Couples in Singapore want to have 2 or more kids, but many don’t due to high costs, stress: Survey
The 2021 Marriage and Parenthood Survey also found that a significant proportion of single respondents have never dated and are not proactive in dating.
SINGAPORE: While the desire to get married and have children remain strong among Singaporeans, many married couples have fewer children than they want to, according to findings from a survey on marriage and parenthood.
The 2021 Marriage and Parenthood Survey, released by the National Population and Talent Division (NPTD) on Monday (Oct 10), found that there is a mismatch between aspirations and reality when it comes to forming a family in Singapore.
Nine in 10 of the married couples surveyed (92 per cent) said they would prefer to have two or more children, but in reality, about half of them (51 per cent) had fewer than two children.
One of the main reasons for not having more children was financial cost, with 64 per cent of married respondents citing that as one of the top three reasons.
Two other reasons they chose were “raising children in Singapore is too stressful” and “difficult to manage work and family demands”. Couples were also somewhat concerned about a lack of good caregiving arrangements, and some said they had difficulty conceiving.
When it comes to marriage, a majority, or 80 per cent, of young, single respondents - aged 21 to 35 - said that they intend to marry, a slight decline compared to the figure in 2016 (83 per cent) and 2012 (86 per cent).
Three-quarters of the respondents indicated that having a career and raising a family were equally important, and 14 per cent saw family as more important than a career.
The majority (77 per cent) of singles in the survey also want children. Those who were unsure or did not want children had concerns about the costs of child-raising, a lack of time and energy to care for children, as well as balancing work and family commitments.

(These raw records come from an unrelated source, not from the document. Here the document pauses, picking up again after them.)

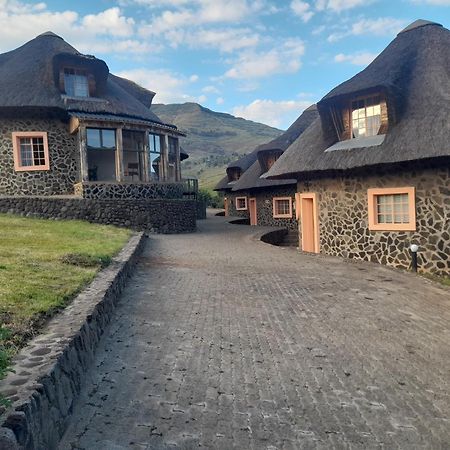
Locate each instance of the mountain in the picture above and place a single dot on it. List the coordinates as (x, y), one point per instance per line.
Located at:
(213, 139)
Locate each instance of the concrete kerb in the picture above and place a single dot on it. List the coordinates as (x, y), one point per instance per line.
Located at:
(48, 373)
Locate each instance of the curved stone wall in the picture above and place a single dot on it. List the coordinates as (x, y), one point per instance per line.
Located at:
(63, 154)
(343, 219)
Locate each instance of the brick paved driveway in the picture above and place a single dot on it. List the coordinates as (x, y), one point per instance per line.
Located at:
(224, 342)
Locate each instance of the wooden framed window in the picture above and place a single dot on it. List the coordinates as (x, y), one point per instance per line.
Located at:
(241, 203)
(366, 116)
(392, 209)
(76, 83)
(282, 207)
(30, 151)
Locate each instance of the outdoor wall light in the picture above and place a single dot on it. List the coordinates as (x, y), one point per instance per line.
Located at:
(414, 248)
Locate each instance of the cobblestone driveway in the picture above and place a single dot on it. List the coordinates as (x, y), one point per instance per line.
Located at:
(223, 342)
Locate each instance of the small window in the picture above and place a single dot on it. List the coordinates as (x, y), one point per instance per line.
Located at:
(282, 207)
(76, 83)
(392, 209)
(155, 156)
(30, 151)
(101, 138)
(241, 203)
(366, 116)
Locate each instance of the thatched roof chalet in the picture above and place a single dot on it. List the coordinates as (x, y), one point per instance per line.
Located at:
(245, 172)
(251, 178)
(31, 78)
(412, 78)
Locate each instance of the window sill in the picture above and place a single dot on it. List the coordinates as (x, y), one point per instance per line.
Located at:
(31, 168)
(392, 227)
(349, 144)
(282, 216)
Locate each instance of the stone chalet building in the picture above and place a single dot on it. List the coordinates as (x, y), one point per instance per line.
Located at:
(262, 201)
(79, 142)
(373, 170)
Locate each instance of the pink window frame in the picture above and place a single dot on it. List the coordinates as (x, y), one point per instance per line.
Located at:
(372, 206)
(16, 135)
(281, 216)
(237, 204)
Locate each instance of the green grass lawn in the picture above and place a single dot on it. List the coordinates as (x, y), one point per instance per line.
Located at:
(43, 265)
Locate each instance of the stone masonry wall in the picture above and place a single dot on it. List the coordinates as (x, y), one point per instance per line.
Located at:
(99, 190)
(343, 219)
(63, 154)
(156, 215)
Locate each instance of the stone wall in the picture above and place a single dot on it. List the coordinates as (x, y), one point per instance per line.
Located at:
(343, 218)
(49, 372)
(155, 215)
(116, 190)
(63, 154)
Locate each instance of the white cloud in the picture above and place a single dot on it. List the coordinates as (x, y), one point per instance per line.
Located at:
(340, 5)
(302, 10)
(110, 22)
(109, 31)
(273, 113)
(433, 2)
(210, 90)
(282, 59)
(382, 26)
(169, 87)
(358, 59)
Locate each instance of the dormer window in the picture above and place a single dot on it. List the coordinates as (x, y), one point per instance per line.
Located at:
(234, 174)
(366, 116)
(76, 82)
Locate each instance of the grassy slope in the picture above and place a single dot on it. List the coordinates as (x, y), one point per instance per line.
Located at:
(213, 139)
(34, 282)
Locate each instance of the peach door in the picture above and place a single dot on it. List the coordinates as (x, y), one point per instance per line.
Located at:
(252, 208)
(309, 225)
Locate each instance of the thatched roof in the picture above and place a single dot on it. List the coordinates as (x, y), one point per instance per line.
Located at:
(29, 78)
(413, 73)
(251, 178)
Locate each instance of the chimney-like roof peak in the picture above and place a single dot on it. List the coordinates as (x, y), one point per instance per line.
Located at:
(50, 34)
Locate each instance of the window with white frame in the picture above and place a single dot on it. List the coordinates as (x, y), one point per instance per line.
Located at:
(282, 207)
(30, 151)
(76, 82)
(241, 203)
(366, 116)
(392, 209)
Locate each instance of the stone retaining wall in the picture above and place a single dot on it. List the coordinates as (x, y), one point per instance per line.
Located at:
(49, 371)
(155, 215)
(105, 191)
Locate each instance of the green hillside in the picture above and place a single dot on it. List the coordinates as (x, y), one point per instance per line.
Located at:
(213, 139)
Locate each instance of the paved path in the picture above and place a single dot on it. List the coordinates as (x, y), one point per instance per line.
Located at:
(222, 342)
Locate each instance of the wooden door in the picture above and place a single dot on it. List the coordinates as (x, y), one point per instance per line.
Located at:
(252, 210)
(309, 223)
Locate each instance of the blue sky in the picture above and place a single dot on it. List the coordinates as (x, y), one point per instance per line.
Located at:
(264, 60)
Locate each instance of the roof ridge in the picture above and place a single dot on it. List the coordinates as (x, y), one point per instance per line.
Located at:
(419, 23)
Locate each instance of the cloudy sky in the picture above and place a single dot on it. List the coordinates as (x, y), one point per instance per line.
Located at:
(264, 60)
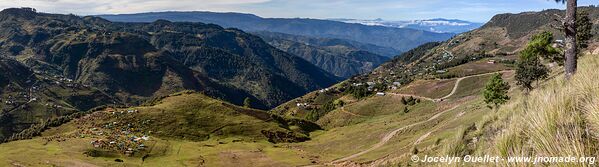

Many agreed that flexible work arrangements make it easier for couples to start a family and have more children. Nine in 10 of married respondents said that flexible work would make, or had made it, easier for them to start a family.
The survey was conducted from February to June 2021, and the respondents included 2,848 singles and 3,017 married Singapore citizens and permanent residents, aged 21 to 45 years old.
SHIFT IN PERCEIVED GENDER ROLES
The 2021 survey also found a shift in perceived gender roles, with nearly all (99 per cent) married respondents saying that fathers and mothers are equally important as caregivers for children.
The proportion of those who felt that “ideally, the mother should take care of her children full-time” fell to 24 per cent in 2021 for single respondents, down from 40 per cent in 2016. For married couples, it fell to 40 per cent from 56 per cent in 2016, said the NPTD in a press release.
But married women continue to do more at home compared to their husbands, especially when it came to child care.
On average, women spent about six hours on a normal weekday on childcare, and 10 hours on weekends while men reported an average of 3.6 hours on weekdays and 7.7 hours on weekends.
The survey found that a smaller proportion of women (59 per cent) were satisfied with the division of domestic labour compared to men (72 per cent).
According to the findings, half of the singles surveyed were not currently dating, and among them, 38 per cent had never dated before.
The top reasons cited were having a limited social circle (58 per cent) and not having many opportunities to meet potential partners (57 per cent). About half (48 per cent) said they preferred to leave dating to chance.
Single respondents were still most comfortable meeting potential partners through more organic and face-to-face settings, but more were open to meeting their partners online through dating websites and apps.
Among those who were dating, 29 per cent said they met their partner through online channels, a significant increase from 13 per cent in 2016.
Around 58 per cent were comfortable with meeting a partner through online dating websites or apps, compared to 43 per cent in 2016.
NTPD said that the views from the survey will be taken into consideration as the Government reviews and strengthens marriage and parenthood support measures.
The research consultants for the survey are sociology professor Paulin Straughan from the Singapore Management University and Dr Mathew Mathews, principal research fellow at the Institute of Policy Studies.